One facet of filmmaking I particularly adore is the element of surprise. You can enter a cinema with a firm idea of what will unfold, only to exit the darkness a couple of hours later, wide-eyed and drop-jawed at the wonders of imaginative storytelling. Sometimes, a movie works on a far more basic level, doing exactly what it says on the tin. These tend to star Bruce Willis or Dwayne Johnson and involve an explosion or 80. They can be as rewarding to the movie-goer as a complex art-house indie flick when executed with skill and panache.

Gritty crime thriller Badge of Honor (Fox Action Movies, Saturday at 10pm) falls into neither of those categories. It is not quite as obvious as Police Academy or Snakes on a Plane, but you don't need much imagination to know what to expect from a movie with a synopsis that reads, "Two narcotics detectives find themselves in an intense investigation … after a child is wrongfully shot dead in a violent drug bust."

Now, I think the important question here must be, is there a rightful way of shooting dead a child?

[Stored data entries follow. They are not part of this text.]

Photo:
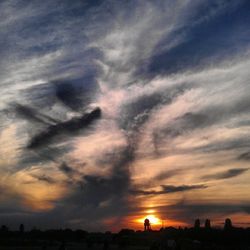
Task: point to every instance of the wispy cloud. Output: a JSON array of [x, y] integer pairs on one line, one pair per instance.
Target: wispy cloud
[[171, 83]]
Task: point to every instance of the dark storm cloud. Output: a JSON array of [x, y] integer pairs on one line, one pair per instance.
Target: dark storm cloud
[[136, 113], [33, 115], [75, 94], [44, 155], [79, 50], [68, 127], [167, 174], [65, 168], [230, 173], [97, 189], [44, 178], [166, 189]]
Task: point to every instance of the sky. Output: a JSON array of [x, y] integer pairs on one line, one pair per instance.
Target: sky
[[114, 111]]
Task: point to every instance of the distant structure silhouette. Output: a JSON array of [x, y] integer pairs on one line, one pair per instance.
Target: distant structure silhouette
[[147, 226], [228, 224], [197, 224], [21, 228], [207, 224]]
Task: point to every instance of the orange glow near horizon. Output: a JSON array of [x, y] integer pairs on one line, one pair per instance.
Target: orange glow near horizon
[[152, 218]]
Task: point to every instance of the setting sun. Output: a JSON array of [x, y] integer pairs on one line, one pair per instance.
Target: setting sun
[[152, 218]]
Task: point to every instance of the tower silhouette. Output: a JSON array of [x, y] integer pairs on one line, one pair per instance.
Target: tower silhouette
[[228, 224], [147, 226], [207, 224], [197, 224]]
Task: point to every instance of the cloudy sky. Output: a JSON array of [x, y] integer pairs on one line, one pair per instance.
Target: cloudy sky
[[111, 111]]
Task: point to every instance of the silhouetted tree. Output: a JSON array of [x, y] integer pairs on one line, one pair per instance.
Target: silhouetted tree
[[197, 224], [207, 224], [228, 224]]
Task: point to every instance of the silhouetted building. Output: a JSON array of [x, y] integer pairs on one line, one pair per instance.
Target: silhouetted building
[[197, 224], [147, 226], [207, 224], [21, 228], [228, 224]]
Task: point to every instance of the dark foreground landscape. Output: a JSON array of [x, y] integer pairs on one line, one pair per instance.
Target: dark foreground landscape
[[196, 237]]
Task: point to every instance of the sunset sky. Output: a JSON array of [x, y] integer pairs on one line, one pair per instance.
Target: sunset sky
[[113, 111]]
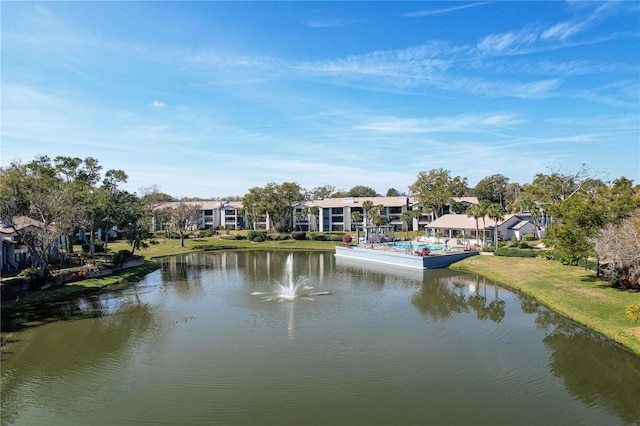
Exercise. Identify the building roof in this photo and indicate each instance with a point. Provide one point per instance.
(357, 201)
(205, 205)
(19, 223)
(462, 221)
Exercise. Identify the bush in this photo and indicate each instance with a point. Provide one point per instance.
(299, 236)
(232, 237)
(121, 257)
(317, 236)
(514, 252)
(206, 233)
(633, 312)
(278, 237)
(256, 236)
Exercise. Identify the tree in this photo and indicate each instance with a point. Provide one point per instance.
(322, 192)
(392, 192)
(527, 203)
(184, 216)
(576, 221)
(109, 198)
(275, 201)
(312, 211)
(493, 189)
(619, 245)
(32, 191)
(557, 186)
(494, 211)
(407, 217)
(475, 211)
(362, 191)
(356, 217)
(367, 206)
(434, 189)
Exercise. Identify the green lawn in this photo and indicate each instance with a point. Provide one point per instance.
(568, 290)
(169, 247)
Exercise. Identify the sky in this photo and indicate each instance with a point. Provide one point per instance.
(208, 99)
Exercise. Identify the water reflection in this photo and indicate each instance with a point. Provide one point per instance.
(591, 368)
(82, 337)
(444, 294)
(190, 345)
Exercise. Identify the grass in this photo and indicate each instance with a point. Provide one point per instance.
(568, 290)
(170, 247)
(114, 281)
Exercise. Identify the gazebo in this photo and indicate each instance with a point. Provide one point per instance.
(374, 233)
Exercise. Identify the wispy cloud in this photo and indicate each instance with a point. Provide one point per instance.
(476, 123)
(331, 22)
(431, 12)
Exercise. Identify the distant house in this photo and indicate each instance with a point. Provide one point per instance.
(427, 217)
(15, 254)
(453, 225)
(335, 213)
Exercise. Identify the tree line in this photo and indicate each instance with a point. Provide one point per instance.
(590, 217)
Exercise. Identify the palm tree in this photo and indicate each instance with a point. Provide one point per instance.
(356, 217)
(367, 206)
(313, 212)
(495, 212)
(475, 211)
(482, 207)
(407, 216)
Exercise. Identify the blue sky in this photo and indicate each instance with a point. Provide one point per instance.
(208, 99)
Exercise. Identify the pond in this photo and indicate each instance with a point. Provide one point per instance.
(200, 341)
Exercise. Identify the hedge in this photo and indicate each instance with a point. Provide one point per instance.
(514, 252)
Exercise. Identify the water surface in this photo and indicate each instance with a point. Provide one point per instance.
(190, 344)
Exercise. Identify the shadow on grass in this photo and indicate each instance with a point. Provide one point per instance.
(38, 309)
(68, 302)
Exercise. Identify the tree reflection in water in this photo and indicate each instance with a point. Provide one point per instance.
(440, 297)
(613, 376)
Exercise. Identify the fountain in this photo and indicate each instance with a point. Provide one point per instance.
(289, 290)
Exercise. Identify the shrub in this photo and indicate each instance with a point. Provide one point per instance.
(633, 312)
(514, 252)
(232, 237)
(256, 236)
(121, 257)
(206, 233)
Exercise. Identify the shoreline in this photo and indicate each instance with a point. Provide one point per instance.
(569, 291)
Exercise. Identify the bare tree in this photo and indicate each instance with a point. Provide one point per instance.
(619, 246)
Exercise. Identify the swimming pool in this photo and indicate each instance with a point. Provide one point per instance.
(410, 246)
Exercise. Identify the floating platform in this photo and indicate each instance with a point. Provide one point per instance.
(400, 259)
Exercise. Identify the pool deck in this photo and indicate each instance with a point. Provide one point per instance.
(405, 258)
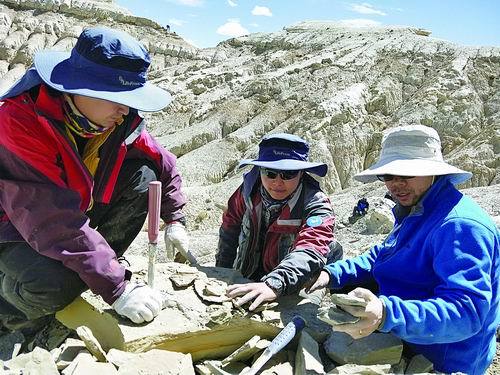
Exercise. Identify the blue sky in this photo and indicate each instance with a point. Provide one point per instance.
(205, 23)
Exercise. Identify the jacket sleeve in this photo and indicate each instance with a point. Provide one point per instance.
(230, 230)
(463, 261)
(311, 246)
(353, 271)
(46, 212)
(173, 200)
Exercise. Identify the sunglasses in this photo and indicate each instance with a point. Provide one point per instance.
(272, 174)
(390, 177)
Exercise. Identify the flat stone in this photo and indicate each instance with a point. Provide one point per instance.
(189, 323)
(37, 362)
(211, 290)
(215, 368)
(335, 316)
(247, 350)
(91, 343)
(377, 348)
(419, 365)
(307, 359)
(8, 343)
(68, 352)
(183, 280)
(82, 357)
(361, 369)
(158, 362)
(87, 367)
(119, 357)
(345, 299)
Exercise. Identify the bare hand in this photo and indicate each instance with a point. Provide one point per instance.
(370, 316)
(258, 292)
(321, 282)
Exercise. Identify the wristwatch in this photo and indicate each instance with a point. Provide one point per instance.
(275, 284)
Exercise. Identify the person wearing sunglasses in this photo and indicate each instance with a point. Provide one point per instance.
(278, 226)
(438, 271)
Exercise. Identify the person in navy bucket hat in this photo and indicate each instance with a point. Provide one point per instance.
(285, 152)
(76, 162)
(278, 229)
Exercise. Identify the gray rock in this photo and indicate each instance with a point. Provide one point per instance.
(377, 348)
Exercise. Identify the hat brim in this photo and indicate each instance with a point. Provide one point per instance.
(413, 167)
(319, 169)
(56, 71)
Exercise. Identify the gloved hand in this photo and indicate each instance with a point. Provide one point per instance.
(176, 238)
(139, 303)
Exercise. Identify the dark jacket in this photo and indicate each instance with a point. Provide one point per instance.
(296, 244)
(45, 188)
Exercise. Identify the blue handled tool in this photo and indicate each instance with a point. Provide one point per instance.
(278, 343)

Mena Suvari (far right; American Beauty) stars as Jessica Dawson, an internal affairs agent sent to investigate police corruption after a drugs raid goes brutally wrong. David Miles and Mike Gallo (portrayed by guys who are forever destined to play roles even Colin Farrell deems beneath him) are the hard-nosed detectives at the centre of her investigation, but as Dawson edges closer to rooting out the crooked cops, she finds herself in danger.

The action scenes are violent - and wildly unrealistic; it appears you have to shoot someone nine or 10 times before they lay down and die - but they do little to mask the by-the-numbers plot and clunky dialogue ("How deep does the rabbit hole go?" one grizzled cop says to another. "As deep as it needs to," says the other, almost indistinguishable officer).

While you may not regret investing a couple of hours with Badge of Honor, don't switch on looking for any surprises.